Factors Influencing Ethical Decision-Making
Ethical choices in business are primarily driven by values and morals.
Unethical Marketing Practices
Marketing managers must navigate several common unethical practices, including:
- Entertainment and gift-giving
- False or misleading advertising
- Price deception
- Unsafe products or services
Generational Consumer Profiles
Tweens
Highly participative and connected via internet and mobile devices. They are achievement-oriented, active in social networking, and use the internet for self-expression and escapism.
Baby Boomers
Prioritize individual choice, community involvement, prosperity, ownership, self-actualization, and health and wellness.
Gen X
Value contribution, feedback, recognition, autonomy, and direct time with management.
Gen Y
Prioritize self-expression over self-control. They focus on personal branding, view violence as a communication tool, fear financial instability, and believe respect must be earned rather than granted by authority.
Boomerangs
Individuals in their late 20s to early 30s who return to live with parents.
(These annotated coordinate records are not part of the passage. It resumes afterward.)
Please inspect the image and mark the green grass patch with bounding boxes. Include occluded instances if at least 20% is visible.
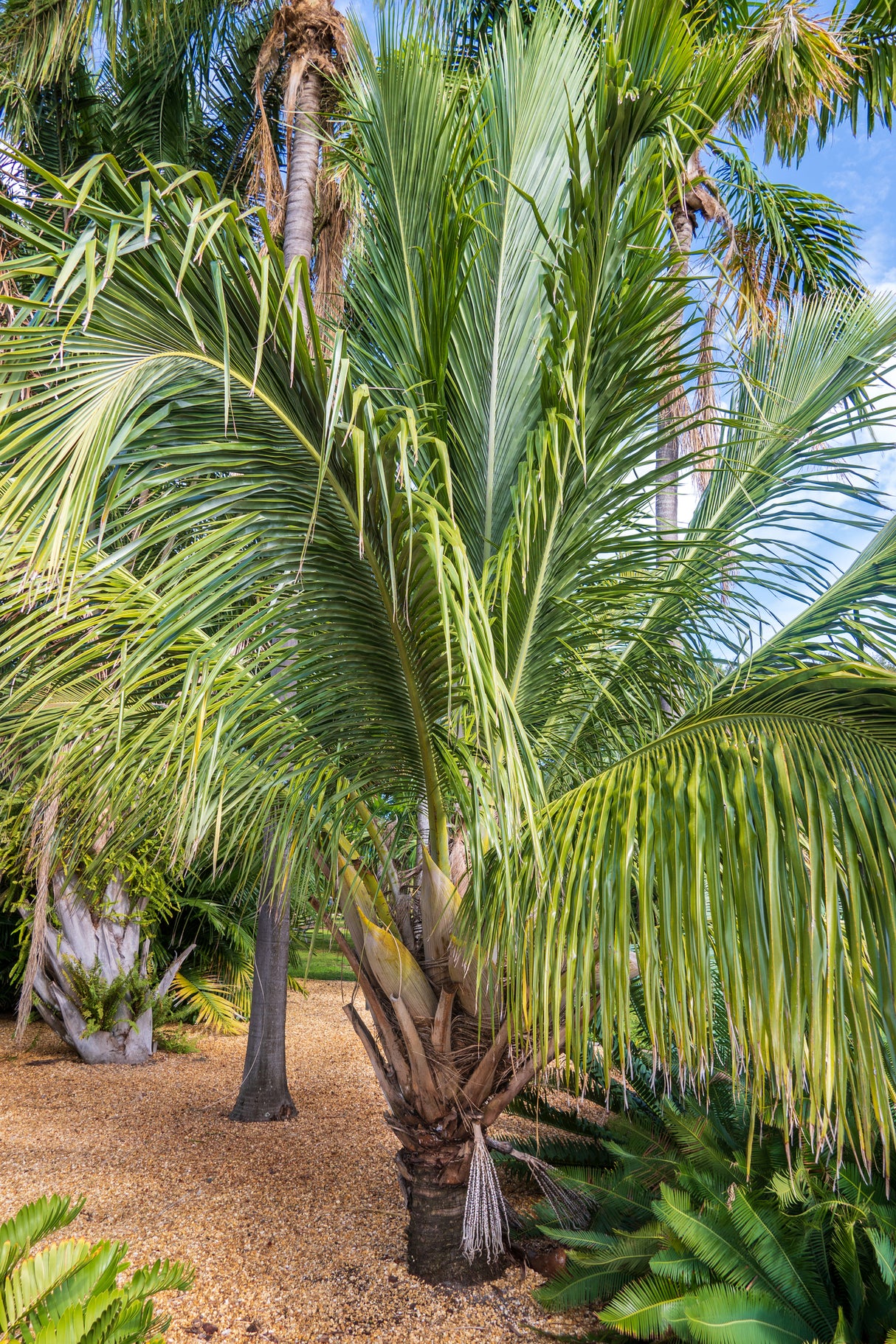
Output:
[298,946,355,980]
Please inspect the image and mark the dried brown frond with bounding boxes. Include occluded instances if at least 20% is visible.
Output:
[314,154,351,325]
[246,0,348,232]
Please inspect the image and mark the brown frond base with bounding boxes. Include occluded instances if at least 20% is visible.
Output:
[399,1151,508,1285]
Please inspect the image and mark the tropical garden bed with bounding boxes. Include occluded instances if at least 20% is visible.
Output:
[0,982,583,1344]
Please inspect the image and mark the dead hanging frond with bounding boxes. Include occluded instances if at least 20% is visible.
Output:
[246,0,348,232]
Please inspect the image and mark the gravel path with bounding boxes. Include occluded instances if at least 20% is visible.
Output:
[0,982,585,1344]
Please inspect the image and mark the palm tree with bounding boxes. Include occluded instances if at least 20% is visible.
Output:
[655,0,896,532]
[0,0,896,1278]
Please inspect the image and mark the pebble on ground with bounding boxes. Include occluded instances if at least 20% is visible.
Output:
[0,982,602,1344]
They are often financially tied to their parents, may lack a college degree, or are dissatisfied with current wages.
Corporate Ethics and Stakeholders
Stakeholders: Identifying parties affected by corporate actions, such as those involved with Southwest Airlines.
Ethics Training: Corporations implement training to help employees understand their critical role in maintaining company principles.
Strategic Business Concepts
Strategic Business Units (SBUs)
A profit center focusing on specific product offerings and market segments. SBUs maintain discrete marketing plans and competitive analyses despite being part of a larger entity.
Strategic Alliances
Agreements between independent organizations to pursue shared objectives. This cooperation exists between organic growth and mergers or acquisitions.
Synergistic Divisions
Two or more divisions collaborating to create an output greater than the sum of their individual efforts.